The core principle is: through an asynchronous pipeline design, computation and weight loading are parallelized. While the GPU computes layer N, layer N+1 weights are already being transferred in the background. When layer N computation completes, layer N+1 weights are already loaded and ready, with computation time masking transfer time, significantly reducing GPU idle time.
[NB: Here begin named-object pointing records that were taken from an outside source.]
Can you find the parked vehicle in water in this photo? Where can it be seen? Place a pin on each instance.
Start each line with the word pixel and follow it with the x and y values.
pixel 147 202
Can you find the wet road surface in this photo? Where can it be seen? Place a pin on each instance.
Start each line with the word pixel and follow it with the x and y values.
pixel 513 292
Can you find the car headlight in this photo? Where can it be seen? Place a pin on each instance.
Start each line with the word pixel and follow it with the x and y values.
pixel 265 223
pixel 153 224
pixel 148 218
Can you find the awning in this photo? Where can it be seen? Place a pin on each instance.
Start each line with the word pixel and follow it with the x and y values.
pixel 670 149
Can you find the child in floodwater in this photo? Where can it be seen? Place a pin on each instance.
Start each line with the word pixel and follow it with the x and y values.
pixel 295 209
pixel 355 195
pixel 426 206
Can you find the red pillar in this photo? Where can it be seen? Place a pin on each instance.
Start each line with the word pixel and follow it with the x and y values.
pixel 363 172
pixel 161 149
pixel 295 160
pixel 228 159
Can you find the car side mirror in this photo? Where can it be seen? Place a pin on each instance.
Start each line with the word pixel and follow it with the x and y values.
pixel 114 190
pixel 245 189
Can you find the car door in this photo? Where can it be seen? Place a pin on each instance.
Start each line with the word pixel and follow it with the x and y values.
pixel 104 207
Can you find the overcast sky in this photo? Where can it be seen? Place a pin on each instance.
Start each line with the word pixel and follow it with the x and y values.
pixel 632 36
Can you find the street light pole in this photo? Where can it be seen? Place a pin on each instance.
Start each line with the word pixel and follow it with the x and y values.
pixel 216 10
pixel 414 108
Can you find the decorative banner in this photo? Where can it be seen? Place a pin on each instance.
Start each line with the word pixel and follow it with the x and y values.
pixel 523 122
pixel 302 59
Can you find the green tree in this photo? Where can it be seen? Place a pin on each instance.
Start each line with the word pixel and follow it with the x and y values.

The following diagram compares synchronous and asynchronous offload flows:

Implemented through the following mechanisms:

  • Independent copy streams: h2d_stream (Host to Device) and d2h_stream (Device to Host) are separated from the compute stream, enabling parallel copy and computation.
  • Forward pre-hook: Before block execution, asynchronously loads subsequent block weights to NPU.
  • Forward hook: After block execution, offloads used weights from NPU to free memory.
  • Reserved block count: The min_reserved_blocks_count parameter controls the number of blocks always kept on NPU; remaining blocks are dynamically swapped in and out.

API Reference

from mindiesd.offload import enable_offload

Function Signature

enable_offload(model, blocks, min_reserved_blocks_count=2)

Parameters

Parameter Type Required Default Description
model torch.nn.Module Yes - Target model to enable offloading
blocks ModuleList Yes - Sequentially ordered block list in the model
min_reserved_blocks_count int No 2 Number of blocks always kept on NPU

Return Value

None: Modifies in-place, no return value.

Usage Example

from mindiesd.offload import enable_offload

# Create model
model = DiTModel(...)

# Enable offload, keep 2 blocks on NPU
enable_offload(model, model.blocks, min_reserved_blocks_count=2)

# Move model to NPU
model.to("npu")

# Normal inference; framework automatically manages async weight swapping
with torch.no_grad():
    output = model(x)

Notes

  • When used together with DyEPLB.md, bandwidth contention may occur. Adjust execution timing as needed to avoid mutual blocking.